The statement from the Republican leader came on the same day that Rep. Chris Cox (R-CA) and Rep. Ron Wyden (D-OR) announced that they are developing a different approach to the problem of children's access to controversial material on the Internet. Cox and Wyden say that they seek to encourage the development of blocking and filtering technologies that empower parents to screen the material to which their children have access.
At the same time, they hope to keep the growing Internet free from intrusive and ineffective regulation by the Federal Communications Commission.
"Along with the Speaker, Congessmen Cox and Wyden know that federal content censorship such as has existed in radio and television mass media will not be effective at protecting children," said Daniel Weitzner, CDT Deputy Director. "In the decentralized, global Internet environment, we must rely on user control technology to enable users and parents to determine for themselves the information that they and their children receive."
The Exon Internet censorship bill was strongly opposed in the Senate by Senator Patrick Leahy (D-VT) and Senator Russell Feingold (D-WI). The Exon/Coats bill was approved, however, by the Senate last week and is still awaiting House action.
Gingrich made his remarks (attached below) last night on a national television show, the Progress Report carried on National Empowerment Television during a discussion with Rep. Bob Walker (R-PA) and Progress and Freedom Foundation Chairman Jay Keyworth.

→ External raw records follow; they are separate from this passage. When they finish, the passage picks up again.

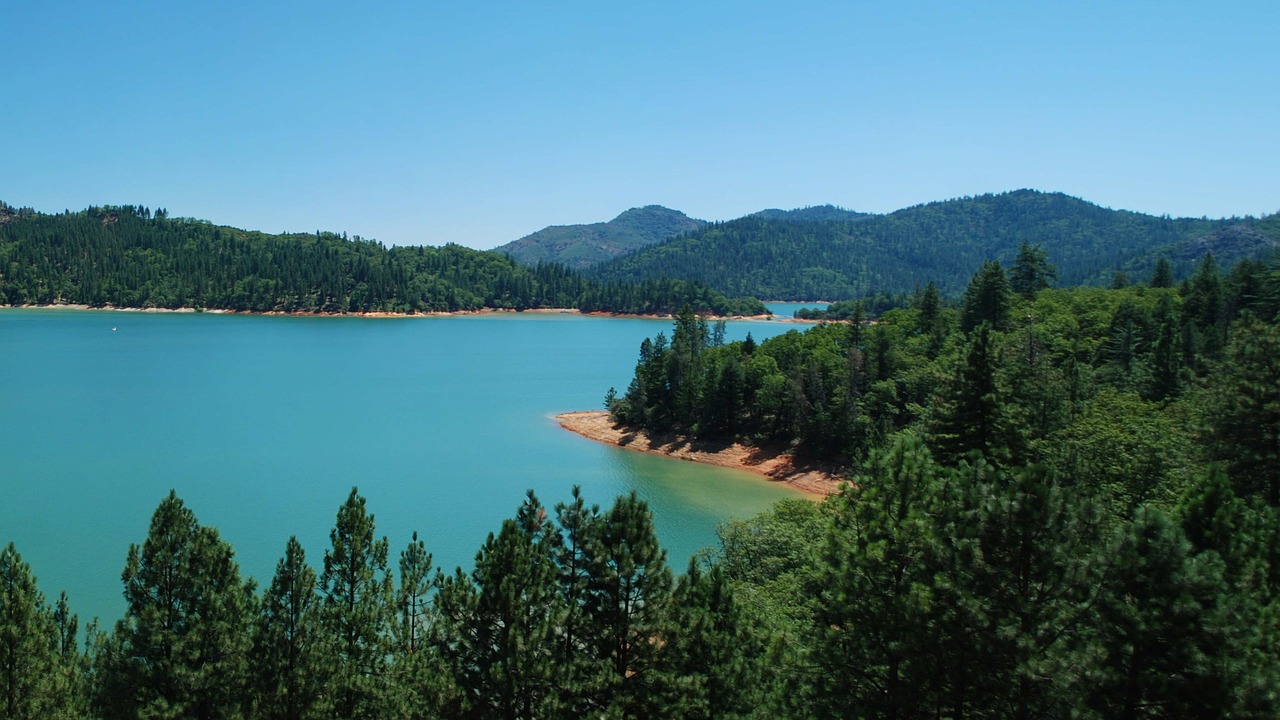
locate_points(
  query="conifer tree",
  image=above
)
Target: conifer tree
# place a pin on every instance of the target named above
(1031, 272)
(713, 659)
(1011, 579)
(497, 625)
(972, 414)
(868, 654)
(574, 550)
(626, 601)
(357, 607)
(181, 650)
(1243, 411)
(289, 648)
(420, 683)
(1162, 274)
(987, 299)
(1160, 637)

"I think that the Amendment you referred to by Senator Exon in the Senate will have no real meaning and have no real impact and in fact I don't think will survive. It is clearly a violation of free speech and it's a violation of the right of adults to communicate with each other. I don't agree with it and I don't think it is a serious way to discuss a serious issue, which is, how do you maintain the right of free speech for adults while also protecting children in a medium which is available to both? That's also frankly a problem with television and radio, and it's something that we have to wrestle with in a calm and mature way as a society. I think by offering a very badly thought out and not very productive amendment, if anything, that put the debate back a step."